Louis Vuitton, Gucci, Prada, Dior, Kangol: what do all of these…
Welcome back to our two-part series on hats around the world! In our last article, we discovered hats from several different countries. In this article, we’ll continue that round-the-world tour, tracking down the headwear trends of even more countries.
Morocco: Shriners, Morocco Mole, the 11th Doctor – all of these people (and moles and Time Lords) have an affinity for the crimson Fez. Colored from the berries found in Fez, Morocco, Fezes became a vital part of military uniforms after one zealous ruler banned turbans. The bright red color, flat crown, and tassel coming down from the top of the hat make this piece of headwear instantly recognizable.
North America: North America was the birthplace of several different kinds of hats, but the one we are going to talk about today is the coonskin cap. Popularized by trappers such as Davy Crockett and Meriwether Lewis (of Lewis and Clark), the hat made from an entire raccoon actually originated as a part of Native American fashion. The appeal of wearing a whole raccoon on your head eventually waned, but in the 1950s, it surged back into popularity with Disney’s film on Davy Crockett (“Davy, Daaaavy Crockett: king of the wild frontier”).
Peru: The chullo hat is knit or woven from the wool of sheep, alpaca, llama, or vicuña (a relative of the llama). It has earflaps, a chin strap, and often very colorful designs depicting llamas or geometric shapes and patterns. The colors and patterns have cultural and tribal significance to the indigenous people in the area. Chullos have been made in the Andes mountains for hundreds of years, though there is some debate in the academic community whether the hat originated in the area or was brought over by Spanish settlers.

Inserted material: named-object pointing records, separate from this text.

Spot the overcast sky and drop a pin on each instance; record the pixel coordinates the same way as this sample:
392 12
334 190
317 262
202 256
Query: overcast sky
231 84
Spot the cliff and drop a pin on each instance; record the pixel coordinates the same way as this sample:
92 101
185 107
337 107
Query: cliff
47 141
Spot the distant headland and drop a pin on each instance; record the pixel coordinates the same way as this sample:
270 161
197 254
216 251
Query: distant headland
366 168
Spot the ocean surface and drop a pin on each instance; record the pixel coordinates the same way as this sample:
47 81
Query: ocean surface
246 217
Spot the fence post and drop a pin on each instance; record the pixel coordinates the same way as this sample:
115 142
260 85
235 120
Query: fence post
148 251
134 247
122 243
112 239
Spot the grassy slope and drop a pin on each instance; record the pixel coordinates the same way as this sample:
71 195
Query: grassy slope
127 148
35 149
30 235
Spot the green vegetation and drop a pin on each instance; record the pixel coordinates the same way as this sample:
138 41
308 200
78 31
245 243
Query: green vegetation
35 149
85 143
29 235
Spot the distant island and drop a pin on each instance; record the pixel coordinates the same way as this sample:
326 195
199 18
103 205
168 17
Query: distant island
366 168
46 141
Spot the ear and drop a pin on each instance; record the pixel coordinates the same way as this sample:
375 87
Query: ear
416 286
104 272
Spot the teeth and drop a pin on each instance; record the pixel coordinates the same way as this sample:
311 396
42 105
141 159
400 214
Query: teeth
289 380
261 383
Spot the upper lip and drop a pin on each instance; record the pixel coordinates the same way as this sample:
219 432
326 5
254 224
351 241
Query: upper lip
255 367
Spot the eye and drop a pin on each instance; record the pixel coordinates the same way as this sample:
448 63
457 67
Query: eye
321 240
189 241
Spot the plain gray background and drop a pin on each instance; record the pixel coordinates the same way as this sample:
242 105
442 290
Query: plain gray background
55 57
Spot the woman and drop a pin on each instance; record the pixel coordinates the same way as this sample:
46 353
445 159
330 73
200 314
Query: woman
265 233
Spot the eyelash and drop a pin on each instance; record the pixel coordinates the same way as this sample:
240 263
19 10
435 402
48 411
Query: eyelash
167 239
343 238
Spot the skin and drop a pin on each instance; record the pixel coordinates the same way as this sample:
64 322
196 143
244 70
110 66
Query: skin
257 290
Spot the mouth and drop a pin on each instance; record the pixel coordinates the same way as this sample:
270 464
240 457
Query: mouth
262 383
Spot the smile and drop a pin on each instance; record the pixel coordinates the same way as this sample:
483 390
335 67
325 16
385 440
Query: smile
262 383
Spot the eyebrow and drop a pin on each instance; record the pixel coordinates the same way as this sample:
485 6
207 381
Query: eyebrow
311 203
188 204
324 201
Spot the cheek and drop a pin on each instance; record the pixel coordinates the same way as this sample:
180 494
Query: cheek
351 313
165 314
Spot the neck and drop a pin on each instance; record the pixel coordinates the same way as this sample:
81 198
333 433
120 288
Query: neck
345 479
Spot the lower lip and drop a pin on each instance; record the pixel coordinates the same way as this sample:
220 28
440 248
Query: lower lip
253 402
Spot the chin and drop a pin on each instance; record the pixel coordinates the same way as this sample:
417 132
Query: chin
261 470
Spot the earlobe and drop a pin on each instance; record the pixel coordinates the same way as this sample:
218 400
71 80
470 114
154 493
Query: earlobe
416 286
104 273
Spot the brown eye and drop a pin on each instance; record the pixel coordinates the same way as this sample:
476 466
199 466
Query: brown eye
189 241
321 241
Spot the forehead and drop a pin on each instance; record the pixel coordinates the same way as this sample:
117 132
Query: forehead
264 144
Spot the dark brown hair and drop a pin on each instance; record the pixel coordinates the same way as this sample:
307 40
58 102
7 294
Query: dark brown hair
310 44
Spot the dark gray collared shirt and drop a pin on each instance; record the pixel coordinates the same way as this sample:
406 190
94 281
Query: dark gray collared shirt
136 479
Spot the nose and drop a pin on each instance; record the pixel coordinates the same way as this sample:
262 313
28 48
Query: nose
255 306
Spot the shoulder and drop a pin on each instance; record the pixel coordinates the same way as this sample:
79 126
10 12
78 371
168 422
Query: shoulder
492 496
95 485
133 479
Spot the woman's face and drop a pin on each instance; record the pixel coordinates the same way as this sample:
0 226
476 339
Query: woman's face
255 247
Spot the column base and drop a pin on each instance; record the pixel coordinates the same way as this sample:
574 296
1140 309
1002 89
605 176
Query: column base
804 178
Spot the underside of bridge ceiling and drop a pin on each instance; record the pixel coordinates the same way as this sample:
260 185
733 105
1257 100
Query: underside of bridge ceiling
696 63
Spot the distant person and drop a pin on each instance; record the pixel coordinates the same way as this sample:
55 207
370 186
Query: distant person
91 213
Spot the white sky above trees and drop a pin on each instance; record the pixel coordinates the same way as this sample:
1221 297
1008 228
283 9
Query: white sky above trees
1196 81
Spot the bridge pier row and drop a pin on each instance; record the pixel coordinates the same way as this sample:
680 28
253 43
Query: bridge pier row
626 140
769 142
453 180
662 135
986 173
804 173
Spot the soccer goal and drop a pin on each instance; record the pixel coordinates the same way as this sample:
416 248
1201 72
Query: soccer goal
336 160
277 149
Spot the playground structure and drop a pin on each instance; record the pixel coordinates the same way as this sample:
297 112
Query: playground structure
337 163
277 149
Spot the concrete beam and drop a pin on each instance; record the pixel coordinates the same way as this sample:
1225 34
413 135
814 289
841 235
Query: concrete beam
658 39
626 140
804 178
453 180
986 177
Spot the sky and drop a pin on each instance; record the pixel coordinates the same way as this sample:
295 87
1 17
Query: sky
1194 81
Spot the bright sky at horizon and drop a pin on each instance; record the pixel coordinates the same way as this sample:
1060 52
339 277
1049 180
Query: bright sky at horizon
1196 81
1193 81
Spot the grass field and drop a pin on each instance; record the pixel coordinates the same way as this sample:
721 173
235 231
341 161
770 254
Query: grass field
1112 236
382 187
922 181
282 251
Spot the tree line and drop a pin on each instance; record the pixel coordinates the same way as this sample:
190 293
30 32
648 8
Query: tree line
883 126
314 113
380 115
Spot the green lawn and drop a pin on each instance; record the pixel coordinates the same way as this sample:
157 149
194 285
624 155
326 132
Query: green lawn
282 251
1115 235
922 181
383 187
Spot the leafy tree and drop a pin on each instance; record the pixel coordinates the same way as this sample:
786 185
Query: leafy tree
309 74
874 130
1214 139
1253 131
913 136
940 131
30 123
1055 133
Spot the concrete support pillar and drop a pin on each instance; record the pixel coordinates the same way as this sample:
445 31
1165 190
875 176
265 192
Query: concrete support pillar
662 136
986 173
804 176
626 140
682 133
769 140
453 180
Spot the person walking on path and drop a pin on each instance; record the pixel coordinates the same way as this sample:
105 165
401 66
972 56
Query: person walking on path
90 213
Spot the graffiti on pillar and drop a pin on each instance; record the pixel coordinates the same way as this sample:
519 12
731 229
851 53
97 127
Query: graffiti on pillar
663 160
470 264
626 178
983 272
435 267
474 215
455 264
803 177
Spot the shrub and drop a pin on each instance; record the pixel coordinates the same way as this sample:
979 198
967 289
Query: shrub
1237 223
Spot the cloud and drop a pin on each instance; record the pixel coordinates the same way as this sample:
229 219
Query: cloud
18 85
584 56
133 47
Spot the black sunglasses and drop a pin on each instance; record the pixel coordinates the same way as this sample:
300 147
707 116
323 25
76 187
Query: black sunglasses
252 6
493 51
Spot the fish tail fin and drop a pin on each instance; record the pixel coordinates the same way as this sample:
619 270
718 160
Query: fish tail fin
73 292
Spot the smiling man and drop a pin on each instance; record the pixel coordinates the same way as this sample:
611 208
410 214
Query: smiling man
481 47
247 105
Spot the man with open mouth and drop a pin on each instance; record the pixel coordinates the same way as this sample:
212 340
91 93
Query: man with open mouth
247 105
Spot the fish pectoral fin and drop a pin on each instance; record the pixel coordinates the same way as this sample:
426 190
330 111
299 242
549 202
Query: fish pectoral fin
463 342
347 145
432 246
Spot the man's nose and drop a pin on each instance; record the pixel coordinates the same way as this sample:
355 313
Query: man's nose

Russia: The ushanka hat (the name coming from the Russian word ushi for “ears”) is the epitome of function. This fur-lined hat keeps the wearer’s head warm, and it has ear flaps that fold down to keep the ears and cheeks warm, too. In a country where the average winter temperature is around 5° F (though some places can get down to -80° F), the warmer the hat, the better!
Scotland: The Tam o’Shanter (AKA tam, tammy, or ToS) is just about as Scottish as you can get. Dating back to the 1500s, the earliest version of the tam was made from wool stretched and felted over a wooden circle. What distinguishes the tam from other Scottish bonnets is the large pompom nestled in the center, and though you can get a tam in just about any color or pattern nowadays, traditionally it was dyed only using natural dyes (commonly indigo). Across history and the world, different people and organizations have used the tam including both servants and masters, the Hong Kong police band, the Canadian army, the Scottish infantry, Masters and PhD students, and people trying to hold in all of their dreadlocks.
Saudi Arabia: The Keffiyeh is less of a hat than it is a head covering. The large square piece of fabric is usually made from cotton (though sometimes you’ll find it with a mix of cotton and wool), and it is wrapped and draped over the head and shoulders to prevent sunburn and irritation from sand or dust. The keffiyeh is generally white, white/black/orange, white/red checkers, or black/white fishnet. Over the years, it has morphed into a way for other countries to show support for Palestine as well as a way to show resistance against military leaders. Even with its political and military significance, it oddly found its way into the fashion industry in the 1980s and then again in the early 2000s.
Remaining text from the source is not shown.